The Goods and Services Tax Act (Act Number 10/2011) will be amended starting mid-2025 in order to address ongoing tourism revenue losses, the Finance Ministry has said.

The ministry said that changing to the ‘destination principle’ will close loopholes and allow implementation closer to the spirit of taxation.

Under the destination principle, taxes are imposed at the point of usage rather than at the point of origin or production, allowing the state where the goods or services are ultimately used or consumed to collect the taxes.

The amendment also subject online goods and services to be taxed.

According to a Ministry of Finance official, the amendment will more efficiently address the difference between the prices resorts charge agents—a fairly common industry practice—and the prices tourists pay through the agents — prices offered to agents are generally lower than what tourists end up paying for their holidays.

While, for example, a five-star resort may sell a room to an overseas travel agent for US$500, the agent would sell the room with a significant markup for around US$1,750. This results in the state collecting only US$80 in taxes on the room. However, if the resort sold the room directly to a visitor for US$1,750, the state would receive US$280 in taxes. As a significant number of rooms are sold through foreign travel agents, the state loses approximately 70 percent of potential tax revenue when rooms are sold through agents.

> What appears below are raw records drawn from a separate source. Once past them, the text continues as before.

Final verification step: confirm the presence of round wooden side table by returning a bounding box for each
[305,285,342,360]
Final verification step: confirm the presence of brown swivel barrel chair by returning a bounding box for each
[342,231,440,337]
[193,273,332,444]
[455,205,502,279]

However, while this means that tax will be collected on, the generally hefty, online travel agent transactions, members of the public would also likely be subject to higher rates, due to the inclusion of taxes, on their online transactions such as subscriptions and other online services; possibly including app store purchases — the state will then be able to generate tax revenue from online platforms such as Shein, Amazon, Netflix, Spotify, and other online goods and service providers.

Sri Lanka, Australia, Canada and Singapore are among the countries which use this GST principle.

While the Mohamed Muizzu administration has plans to increase the tax base, it will also increase the Airport Development Charge (ADC) and green tax to maximise tax revenue.

Minister of Finance Mohamed Shafeeq, speaking to the Parliament’s Public Accounts Committee on the Medium-Term Debt Strategy Statement, said that the Muizzu administration plans to make changes in its revenue generation policies to facilitate the repayment of the debts without risking bankruptcy. The administration is also preparing to take important measures to reduce expenditure.